Patient age (mean [SD]) significantly differed among points of entry, from youngest to oldest: 26.0 (14.0) years in sports medicine, 29.3 (23.0) years in the emergency department, 34.6 (23.6) years at primary care providers, and 46.0 (19.7) years at specialty care departments. Sex also significantly differed among points of entry; emergency departments reported more men (55.6%), whereas the other points of entry reported more women (59.3%-65.6%). Patients were more likely to receive a referral from sports medicine (odds ratio [OR]=75.05, <.001), primary care providers (OR=7.98, <.001), and specialty care departments (OR=7.62, <.001) than from the emergency department. Women were more likely to receive a referral (OR=1.92, <.0001), regardless of point of entry. Lastly, patients with a preexisting comorbidity were more likely (OR=2.12, <.001) to get a rehabilitation referral than patients without a comorbidity.

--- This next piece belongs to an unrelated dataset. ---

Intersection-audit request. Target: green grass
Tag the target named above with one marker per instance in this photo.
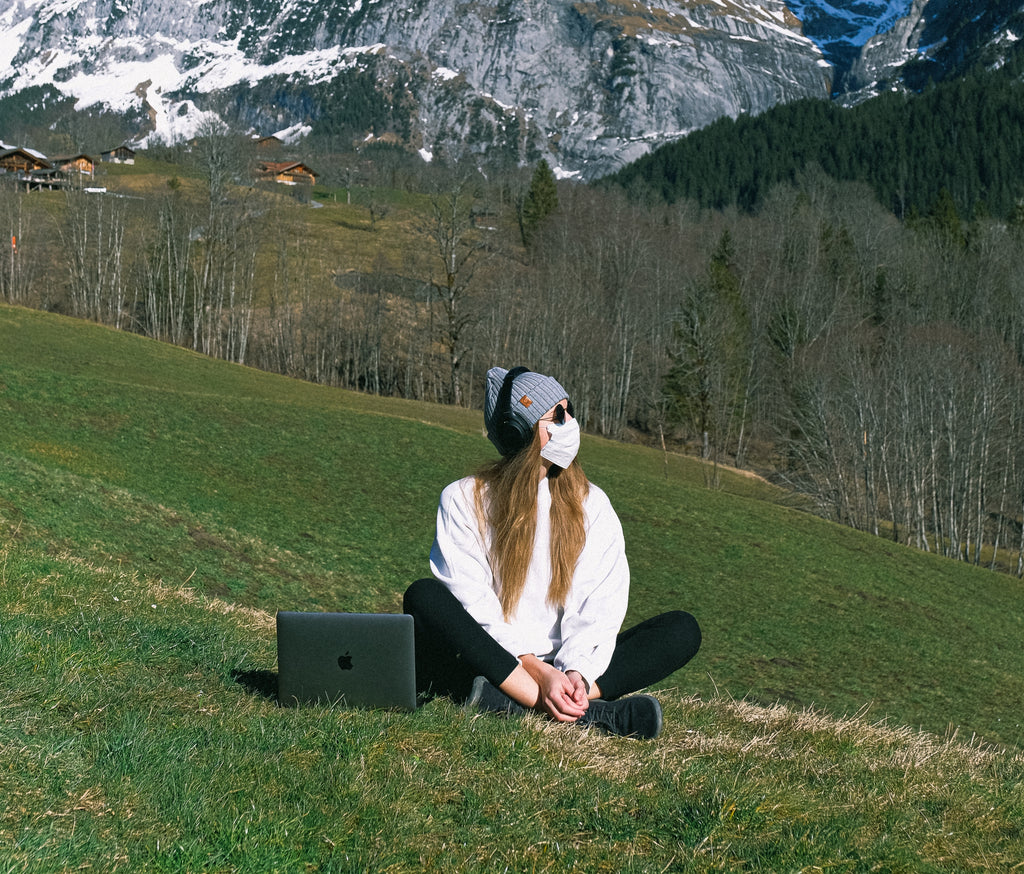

Point of entry, age, sex, and preexisting comorbidities are associated with postconcussion care rehabilitation referral patterns. Improving concussion education dissemination across all entry points of a level 1 trauma center may standardize the postconcussion rehabilitation referral patterns, potentially improving the time to recovery from a concussion.
探讨一级创伤中心脑震荡后的护理模式。
回顾性队列研究。
美国一级创伤中心及当地卫星单位。
2016年至2018年期间向一级创伤中心及当地卫星单位报告脑震荡诊断的各年龄段患者(N = 2417)。
不适用。
年龄、性别、就诊科室、康复转诊情况及既往合并症诊断。
不同就诊科室患者年龄(均值[标准差])差异显著,从最年轻到最年长依次为:运动医学科26.0(14.0)岁,急诊科29.3(23.0)岁,初级保健提供者处34.6(23.6)岁,专科护理部门46.0(19.7)岁。不同就诊科室的性别差异也显著;急诊科男性患者比例更高(55.6%),而其他就诊科室女性患者比例更高(59.3% - 65.6%)。与急诊科相比,患者更有可能从运动医学科(优势比[OR] = 75.05,<.001)、初级保健提供者处(OR = 7.98,<.001)和专科护理部门(OR = 7.62,<.001)获得转诊。无论就诊科室如何,女性更有可能获得转诊(OR = 1.92,<.0001)。最后,与无合并症的患者相比,有既往合并症的患者更有可能(OR = 2.12,<.001)获得康复转诊。
就诊科室、年龄、性别和既往合并症与脑震荡后护理康复转诊模式相关。改善一级创伤中心所有就诊点的脑震荡教育传播可能会使脑震荡康复转诊模式标准化,从而有可能缩短脑震荡后的恢复时间。